Australia and Japan told delegates in Durban that they support a new legally binding deal, during an edgy meeting at the UN climate change talks yesterday evening. “The role of the forest is not for carbon stocks” said the head of the Bolivian delegation, as REDD+ talk’s progress at COP17.
The two countries, which have both rejected a second commitment period of the Kyoto Protocol after it expires next year, are willing to look at a new agreement encompassing “major economies”. Australia said a deal must set obligations for a broad set of parties.
They were joined in their calls by the Less Developed Countries (LDCs) and the EU during talks, which one delegate inside the room described to RTCC as “calm but tense”.
Colombia and the Marshall Islands demanded that work on the text of a deal should begin immediately. China sought to limit the conversation to the mere possibility of a deal, rather than its actual substance.
Grenada, representing the Alliance of Small Island States (AOSIS) said it preferred a second commitment period of Kyoto and accused some nations of having “a 2012 vision rather than a 2020 vision”. Venezuela went one step further saying that the failure to produce a second commitment period would represent “a wrongful act”.
There were also calls for a voluntary set of pledges, as suggested ahead of the Durban conference. These were dismissed by the representative of Bolivia as “untrustworthy”.
Bolivia: No to REDD+!
While REDD+ talks pick up speed at the negotiations in Durban, some delegations have suggested bringing forward issues that were intended for consideration at COP18, the Bolivian delegation spoke out in opposition of the scheme in its first press conference of the talks.

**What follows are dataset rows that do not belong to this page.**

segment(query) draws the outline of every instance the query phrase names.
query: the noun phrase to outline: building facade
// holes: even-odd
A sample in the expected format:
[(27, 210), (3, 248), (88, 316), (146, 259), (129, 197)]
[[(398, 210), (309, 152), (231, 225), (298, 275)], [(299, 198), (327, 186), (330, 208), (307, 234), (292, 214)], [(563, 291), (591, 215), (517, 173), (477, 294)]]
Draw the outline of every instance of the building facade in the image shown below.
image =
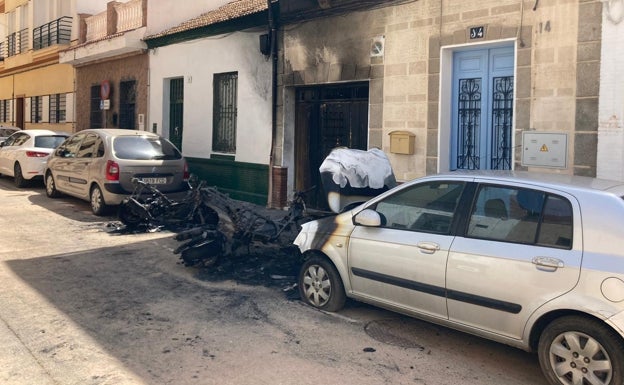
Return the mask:
[(615, 16), (603, 28), (605, 8), (621, 3), (280, 3), (274, 157), (289, 189), (318, 185), (335, 146), (381, 148), (400, 181), (455, 169), (595, 176), (600, 91), (621, 83), (601, 64), (621, 62), (624, 36)]
[[(87, 8), (88, 6), (88, 8)], [(144, 130), (148, 57), (142, 41), (147, 0), (78, 3), (72, 44), (60, 62), (75, 68), (76, 128)]]
[(0, 124), (71, 132), (74, 72), (59, 62), (73, 28), (70, 0), (0, 1)]
[(271, 64), (260, 49), (265, 0), (239, 0), (148, 35), (149, 126), (177, 139), (191, 172), (266, 204)]

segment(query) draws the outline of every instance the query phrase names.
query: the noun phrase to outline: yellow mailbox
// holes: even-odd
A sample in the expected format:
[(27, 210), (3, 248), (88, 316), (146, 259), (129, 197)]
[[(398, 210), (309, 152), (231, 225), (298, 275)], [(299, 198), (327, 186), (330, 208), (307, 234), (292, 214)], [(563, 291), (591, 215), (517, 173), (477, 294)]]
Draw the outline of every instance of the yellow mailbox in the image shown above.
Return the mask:
[(409, 131), (392, 131), (388, 135), (390, 135), (391, 153), (407, 155), (414, 153), (415, 134)]

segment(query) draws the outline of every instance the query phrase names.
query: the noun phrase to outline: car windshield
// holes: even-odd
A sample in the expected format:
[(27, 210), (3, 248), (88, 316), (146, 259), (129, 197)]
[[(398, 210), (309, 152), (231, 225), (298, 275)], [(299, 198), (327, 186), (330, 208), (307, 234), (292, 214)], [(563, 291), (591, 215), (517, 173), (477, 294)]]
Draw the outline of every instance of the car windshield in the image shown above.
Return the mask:
[(67, 139), (67, 137), (63, 135), (37, 136), (35, 137), (35, 147), (57, 148), (65, 139)]
[(119, 159), (155, 160), (181, 159), (182, 154), (163, 138), (121, 136), (113, 141), (113, 152)]

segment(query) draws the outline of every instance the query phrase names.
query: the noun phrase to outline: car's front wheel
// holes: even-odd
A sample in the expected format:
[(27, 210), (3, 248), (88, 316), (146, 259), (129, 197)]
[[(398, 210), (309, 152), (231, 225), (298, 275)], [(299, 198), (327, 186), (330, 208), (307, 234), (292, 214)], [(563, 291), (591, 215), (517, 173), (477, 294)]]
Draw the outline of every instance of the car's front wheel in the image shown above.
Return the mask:
[(98, 216), (105, 215), (108, 211), (108, 205), (104, 201), (104, 195), (102, 194), (100, 186), (94, 185), (91, 187), (91, 194), (89, 197), (91, 202), (91, 211), (93, 211), (93, 214)]
[(45, 176), (45, 188), (46, 195), (50, 198), (57, 198), (61, 195), (56, 189), (56, 183), (54, 183), (54, 177), (51, 172), (48, 172)]
[(553, 385), (622, 385), (624, 341), (599, 321), (569, 316), (546, 327), (540, 366)]
[(337, 311), (345, 304), (342, 279), (327, 258), (313, 255), (306, 260), (299, 272), (298, 285), (301, 299), (316, 308)]
[(13, 166), (13, 182), (15, 182), (15, 187), (17, 188), (26, 187), (27, 181), (24, 179), (22, 166), (19, 163), (15, 163), (15, 166)]

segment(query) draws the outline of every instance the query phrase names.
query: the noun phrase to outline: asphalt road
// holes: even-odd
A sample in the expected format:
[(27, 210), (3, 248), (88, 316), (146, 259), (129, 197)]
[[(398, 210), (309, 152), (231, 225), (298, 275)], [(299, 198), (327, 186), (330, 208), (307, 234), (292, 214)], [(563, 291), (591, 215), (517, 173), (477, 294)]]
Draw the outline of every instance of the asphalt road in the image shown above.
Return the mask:
[(320, 312), (275, 263), (273, 282), (205, 274), (171, 233), (115, 220), (0, 178), (0, 384), (546, 384), (532, 354), (354, 302)]

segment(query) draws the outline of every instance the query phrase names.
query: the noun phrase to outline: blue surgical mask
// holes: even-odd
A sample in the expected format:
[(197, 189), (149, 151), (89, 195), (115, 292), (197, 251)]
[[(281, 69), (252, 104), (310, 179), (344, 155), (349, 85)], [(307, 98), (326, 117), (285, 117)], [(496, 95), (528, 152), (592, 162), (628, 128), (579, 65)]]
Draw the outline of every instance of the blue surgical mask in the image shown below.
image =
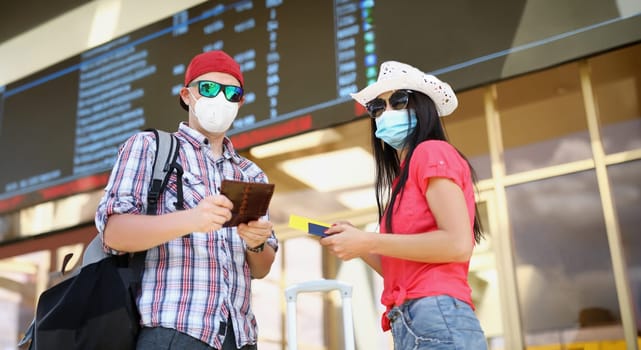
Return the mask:
[(376, 133), (374, 135), (397, 150), (403, 148), (405, 139), (416, 127), (416, 113), (409, 110), (410, 120), (407, 120), (407, 109), (385, 111), (376, 118)]

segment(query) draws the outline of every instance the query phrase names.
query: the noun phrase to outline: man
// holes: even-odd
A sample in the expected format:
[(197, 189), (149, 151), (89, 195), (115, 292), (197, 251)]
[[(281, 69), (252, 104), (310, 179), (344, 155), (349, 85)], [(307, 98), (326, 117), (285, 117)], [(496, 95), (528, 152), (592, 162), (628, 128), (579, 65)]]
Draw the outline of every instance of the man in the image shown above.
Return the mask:
[(189, 121), (174, 133), (185, 210), (174, 208), (180, 181), (172, 175), (158, 213), (143, 215), (153, 133), (137, 133), (120, 147), (96, 227), (112, 254), (147, 251), (137, 349), (256, 349), (251, 279), (269, 273), (278, 242), (268, 217), (223, 227), (232, 203), (220, 194), (223, 179), (267, 182), (225, 136), (243, 104), (243, 86), (238, 63), (222, 51), (199, 54), (187, 67), (179, 101)]

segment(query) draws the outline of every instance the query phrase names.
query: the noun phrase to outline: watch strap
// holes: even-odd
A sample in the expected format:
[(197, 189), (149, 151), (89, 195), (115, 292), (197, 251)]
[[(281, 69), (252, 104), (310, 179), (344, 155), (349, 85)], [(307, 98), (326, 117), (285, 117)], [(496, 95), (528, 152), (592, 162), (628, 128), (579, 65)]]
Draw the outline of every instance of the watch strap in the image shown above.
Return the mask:
[(259, 245), (255, 246), (255, 247), (253, 247), (253, 248), (251, 248), (251, 247), (247, 247), (247, 250), (249, 250), (250, 252), (253, 252), (253, 253), (260, 253), (260, 252), (262, 252), (263, 250), (265, 250), (265, 242), (263, 242), (263, 243), (261, 243), (261, 244), (259, 244)]

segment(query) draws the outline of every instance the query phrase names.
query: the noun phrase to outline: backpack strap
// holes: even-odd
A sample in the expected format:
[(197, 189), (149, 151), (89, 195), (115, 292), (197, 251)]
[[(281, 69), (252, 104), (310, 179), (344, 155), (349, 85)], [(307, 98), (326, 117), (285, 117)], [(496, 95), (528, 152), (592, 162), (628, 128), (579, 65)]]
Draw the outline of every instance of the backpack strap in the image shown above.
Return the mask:
[[(183, 210), (185, 208), (182, 183), (183, 168), (176, 161), (178, 159), (178, 151), (180, 150), (180, 142), (176, 135), (163, 130), (147, 129), (146, 131), (153, 132), (156, 139), (153, 173), (147, 192), (147, 214), (158, 214), (158, 199), (169, 182), (169, 176), (174, 171), (176, 171), (176, 195), (178, 197), (174, 206), (176, 210)], [(131, 289), (131, 292), (134, 293), (132, 295), (134, 298), (136, 297), (135, 293), (140, 287), (140, 280), (145, 269), (146, 255), (147, 251), (145, 250), (129, 256), (129, 266), (131, 266), (134, 276), (137, 278), (136, 285)]]
[(158, 212), (158, 198), (167, 186), (169, 176), (172, 172), (176, 172), (176, 185), (178, 201), (174, 203), (177, 210), (184, 209), (183, 201), (183, 186), (182, 175), (183, 169), (176, 159), (178, 159), (178, 151), (180, 143), (176, 135), (168, 133), (163, 130), (147, 129), (155, 135), (156, 139), (156, 156), (154, 158), (154, 166), (151, 182), (149, 183), (149, 191), (147, 192), (147, 213), (155, 215)]

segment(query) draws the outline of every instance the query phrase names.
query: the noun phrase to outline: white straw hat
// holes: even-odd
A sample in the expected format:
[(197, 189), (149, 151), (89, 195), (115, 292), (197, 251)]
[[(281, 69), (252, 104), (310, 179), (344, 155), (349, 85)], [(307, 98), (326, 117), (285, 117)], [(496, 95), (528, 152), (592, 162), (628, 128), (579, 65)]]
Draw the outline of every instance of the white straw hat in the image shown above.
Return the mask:
[(356, 102), (365, 106), (367, 102), (384, 92), (401, 89), (419, 91), (429, 96), (434, 101), (440, 117), (451, 114), (458, 106), (454, 90), (449, 84), (408, 64), (396, 61), (383, 62), (376, 82), (350, 95)]

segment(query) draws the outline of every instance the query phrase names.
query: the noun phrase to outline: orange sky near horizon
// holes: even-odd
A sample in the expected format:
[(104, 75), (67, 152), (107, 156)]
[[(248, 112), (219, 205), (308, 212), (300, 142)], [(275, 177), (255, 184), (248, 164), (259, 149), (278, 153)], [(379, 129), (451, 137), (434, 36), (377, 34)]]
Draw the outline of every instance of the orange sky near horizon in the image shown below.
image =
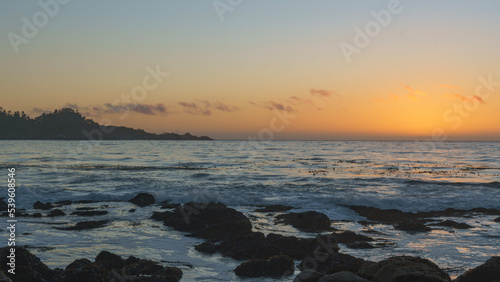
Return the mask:
[[(397, 2), (246, 1), (222, 18), (211, 3), (74, 2), (16, 46), (41, 8), (4, 3), (0, 106), (216, 139), (500, 141), (500, 3)], [(377, 13), (392, 14), (368, 36)]]

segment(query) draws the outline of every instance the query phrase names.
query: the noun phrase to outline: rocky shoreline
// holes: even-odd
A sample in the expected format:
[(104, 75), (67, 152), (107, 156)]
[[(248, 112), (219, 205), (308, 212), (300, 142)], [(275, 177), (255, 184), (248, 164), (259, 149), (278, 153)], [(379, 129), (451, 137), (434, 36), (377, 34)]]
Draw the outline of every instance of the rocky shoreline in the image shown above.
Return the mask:
[[(140, 193), (130, 200), (142, 208), (155, 204), (153, 195)], [(47, 217), (64, 216), (59, 208), (72, 204), (63, 201), (55, 204), (37, 202), (33, 214), (20, 211), (18, 216)], [(220, 203), (160, 203), (159, 210), (151, 219), (186, 236), (204, 239), (194, 248), (204, 254), (219, 253), (242, 261), (234, 269), (239, 277), (289, 277), (293, 281), (452, 281), (450, 276), (428, 259), (416, 256), (394, 256), (381, 261), (368, 261), (342, 253), (339, 244), (347, 248), (380, 248), (384, 242), (350, 230), (332, 227), (331, 220), (315, 211), (288, 212), (293, 207), (271, 205), (256, 208), (267, 212), (277, 224), (293, 226), (297, 230), (310, 233), (308, 238), (284, 236), (275, 233), (264, 234), (255, 231), (251, 220), (242, 212)], [(429, 232), (433, 227), (446, 226), (467, 229), (469, 225), (440, 217), (490, 215), (499, 216), (495, 209), (477, 208), (471, 210), (446, 209), (411, 213), (400, 210), (383, 210), (365, 206), (350, 206), (350, 209), (366, 218), (364, 225), (389, 224), (404, 232)], [(131, 209), (128, 212), (135, 212)], [(288, 212), (288, 213), (284, 213)], [(100, 216), (106, 210), (78, 209), (71, 214)], [(498, 222), (498, 218), (493, 220)], [(108, 220), (81, 221), (61, 230), (101, 228)], [(381, 250), (382, 251), (382, 250)], [(108, 251), (101, 251), (93, 262), (79, 259), (64, 269), (50, 269), (28, 250), (16, 248), (16, 275), (7, 272), (6, 256), (9, 248), (1, 249), (0, 281), (179, 281), (182, 270), (172, 266), (162, 266), (148, 259), (122, 257)], [(293, 277), (296, 269), (301, 272)], [(124, 278), (125, 277), (125, 278)], [(2, 280), (3, 279), (3, 280)], [(122, 279), (122, 280), (120, 280)], [(126, 280), (123, 280), (126, 279)], [(453, 281), (499, 281), (500, 257), (491, 257), (484, 264), (471, 269)]]

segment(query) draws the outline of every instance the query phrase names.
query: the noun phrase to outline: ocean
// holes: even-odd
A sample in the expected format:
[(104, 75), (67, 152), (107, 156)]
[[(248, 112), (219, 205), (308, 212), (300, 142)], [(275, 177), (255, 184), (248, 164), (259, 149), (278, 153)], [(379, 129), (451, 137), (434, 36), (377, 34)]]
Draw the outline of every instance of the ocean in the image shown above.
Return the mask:
[[(273, 215), (254, 212), (255, 206), (322, 212), (333, 227), (361, 234), (366, 226), (359, 221), (365, 218), (350, 205), (412, 212), (500, 209), (500, 142), (0, 141), (0, 148), (4, 178), (7, 168), (16, 169), (18, 209), (34, 213), (36, 201), (94, 201), (61, 208), (68, 214), (63, 217), (18, 218), (17, 245), (28, 246), (51, 268), (108, 250), (180, 267), (183, 281), (239, 280), (233, 269), (240, 261), (199, 253), (194, 245), (203, 240), (149, 219), (159, 206), (127, 202), (139, 192), (153, 194), (156, 202), (221, 202), (249, 216), (255, 230), (299, 237), (315, 234), (276, 224)], [(6, 199), (4, 190), (0, 197)], [(78, 207), (108, 211), (99, 219), (111, 224), (84, 231), (53, 228), (84, 220), (64, 210)], [(454, 218), (473, 228), (427, 233), (375, 224), (370, 236), (387, 242), (384, 247), (340, 248), (374, 261), (425, 257), (453, 277), (500, 255), (500, 223), (494, 218)]]

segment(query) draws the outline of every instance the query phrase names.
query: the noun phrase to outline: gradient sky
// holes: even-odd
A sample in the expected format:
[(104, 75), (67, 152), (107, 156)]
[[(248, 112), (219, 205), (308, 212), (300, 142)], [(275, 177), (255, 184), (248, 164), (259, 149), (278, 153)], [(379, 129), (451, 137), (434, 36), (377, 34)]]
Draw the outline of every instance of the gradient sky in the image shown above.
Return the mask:
[[(38, 1), (2, 1), (0, 106), (218, 139), (500, 140), (500, 84), (478, 79), (500, 82), (500, 1), (402, 0), (350, 62), (341, 44), (392, 1), (242, 0), (221, 18), (230, 2), (72, 0), (26, 38)], [(122, 99), (158, 65), (158, 87)]]

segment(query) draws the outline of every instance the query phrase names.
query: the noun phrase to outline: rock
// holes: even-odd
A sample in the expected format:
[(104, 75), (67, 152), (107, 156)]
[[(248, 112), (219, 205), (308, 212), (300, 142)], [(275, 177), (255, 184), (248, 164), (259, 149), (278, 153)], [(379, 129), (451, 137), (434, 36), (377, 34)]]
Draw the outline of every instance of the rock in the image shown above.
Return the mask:
[(36, 212), (36, 213), (32, 214), (31, 217), (42, 217), (42, 214), (39, 212)]
[(370, 282), (349, 271), (341, 271), (335, 274), (323, 276), (318, 282)]
[(139, 193), (129, 202), (138, 205), (139, 207), (146, 207), (155, 203), (155, 197), (149, 193)]
[(212, 240), (224, 240), (252, 230), (250, 220), (243, 213), (223, 204), (186, 203), (173, 212), (154, 213), (151, 218), (176, 230), (190, 232), (192, 236)]
[(0, 200), (0, 210), (6, 211), (7, 207), (8, 207), (7, 203), (3, 199)]
[(328, 216), (315, 211), (281, 214), (276, 219), (278, 223), (289, 224), (306, 232), (332, 230)]
[(287, 256), (273, 256), (268, 260), (254, 259), (243, 262), (234, 270), (240, 277), (282, 277), (293, 274), (295, 265)]
[(432, 230), (432, 228), (426, 226), (425, 224), (417, 220), (400, 222), (394, 225), (394, 228), (409, 232), (429, 232)]
[(54, 282), (104, 282), (108, 281), (106, 269), (88, 259), (79, 259), (70, 263)]
[(115, 255), (108, 251), (100, 252), (97, 257), (95, 257), (95, 262), (99, 263), (107, 270), (121, 269), (125, 265), (125, 262), (119, 255)]
[(335, 240), (337, 240), (338, 243), (343, 244), (374, 241), (371, 237), (356, 234), (352, 231), (334, 232), (332, 236), (335, 238)]
[(460, 275), (455, 282), (500, 281), (500, 257), (491, 257), (480, 266)]
[(10, 279), (9, 277), (7, 277), (7, 275), (5, 275), (5, 273), (3, 273), (3, 271), (0, 271), (0, 281), (2, 281), (2, 282), (12, 282), (12, 279)]
[(70, 201), (70, 200), (65, 200), (65, 201), (59, 201), (59, 202), (56, 202), (56, 205), (58, 207), (62, 207), (62, 206), (68, 206), (68, 205), (71, 205), (73, 202)]
[(312, 269), (323, 274), (333, 274), (341, 271), (357, 273), (365, 260), (348, 254), (333, 253), (308, 256), (299, 264), (300, 270)]
[(163, 267), (158, 263), (129, 257), (122, 259), (113, 253), (100, 252), (95, 262), (76, 260), (66, 267), (55, 282), (107, 281), (179, 281), (182, 271), (177, 267)]
[(64, 216), (64, 215), (66, 215), (65, 212), (63, 212), (60, 209), (55, 209), (55, 210), (50, 211), (47, 216), (54, 217), (54, 216)]
[(345, 244), (349, 249), (373, 249), (374, 246), (366, 243), (366, 242), (354, 242)]
[(364, 263), (358, 275), (374, 282), (451, 281), (450, 276), (430, 260), (410, 256), (391, 257), (378, 263)]
[(76, 225), (69, 227), (54, 227), (59, 230), (85, 230), (104, 227), (109, 223), (109, 220), (97, 220), (97, 221), (81, 221)]
[(497, 217), (493, 220), (494, 222), (500, 222), (500, 217)]
[(180, 206), (180, 204), (170, 204), (168, 202), (165, 202), (161, 205), (160, 209), (175, 209), (178, 206)]
[(35, 210), (50, 210), (51, 208), (53, 208), (54, 206), (47, 202), (47, 203), (42, 203), (40, 201), (36, 201), (36, 203), (33, 204), (33, 208)]
[(312, 239), (296, 238), (251, 232), (228, 238), (220, 243), (205, 242), (195, 246), (197, 251), (206, 254), (219, 252), (237, 260), (267, 259), (275, 255), (287, 255), (292, 259), (302, 259), (310, 251)]
[(313, 269), (303, 270), (293, 279), (293, 282), (316, 282), (321, 277), (323, 277), (324, 273), (319, 273)]
[(294, 209), (294, 207), (284, 205), (260, 205), (254, 212), (284, 212), (291, 209)]
[(445, 220), (445, 221), (441, 221), (441, 222), (431, 223), (429, 225), (431, 225), (431, 226), (453, 227), (453, 228), (456, 228), (456, 229), (469, 229), (469, 228), (472, 228), (472, 226), (470, 226), (467, 223), (463, 223), (463, 222), (459, 223), (459, 222), (456, 222), (456, 221), (453, 221), (453, 220)]
[(108, 211), (75, 211), (71, 214), (78, 216), (98, 216), (108, 214)]
[(128, 212), (135, 212), (135, 209), (129, 209)]
[(0, 249), (0, 270), (13, 281), (51, 281), (59, 274), (58, 271), (48, 268), (38, 257), (23, 247), (15, 248), (16, 274), (8, 273), (10, 267), (10, 247)]

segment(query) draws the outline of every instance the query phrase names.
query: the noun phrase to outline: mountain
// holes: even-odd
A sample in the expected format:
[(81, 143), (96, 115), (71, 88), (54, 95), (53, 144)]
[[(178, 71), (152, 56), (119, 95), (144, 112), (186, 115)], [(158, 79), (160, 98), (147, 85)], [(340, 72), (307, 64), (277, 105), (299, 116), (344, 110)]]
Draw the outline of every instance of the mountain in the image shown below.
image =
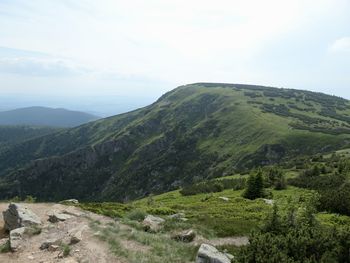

Rene Orellana, head of the Bolivian delegation said: “As people who live in the forest, we are not carbon stocks. We disagree with REDD because we oppose the commoditisation of the forest.”
“It’s a complex and dangerous situation to see forests as carbon stocks. The forest provides a role as food security, a water source and biodiversity for our indigenous population. REDD reduces the function of the forest to just one, carbon stocks.”
Currently the discussions around REDD+ are focussing on three main barriers to the implementation and scaling up of the scheme; how to monitor the carbon stored and saved in trees, how to safeguard populations in forest areas and questions remaining around the financial side – including how much finance will be available and where it will come from (i.e. market mechanisms, public finance etc).
Bolivia – a country which has 50% forest coverage – aims at putting forward a different proposal based on finding different sources of finance other than carbon credits, the recognition of multiple forest functions and methodologies for integrated forest management.
However, the Bolivian delegation said that no attention was being paid to the proposals they had put on the table.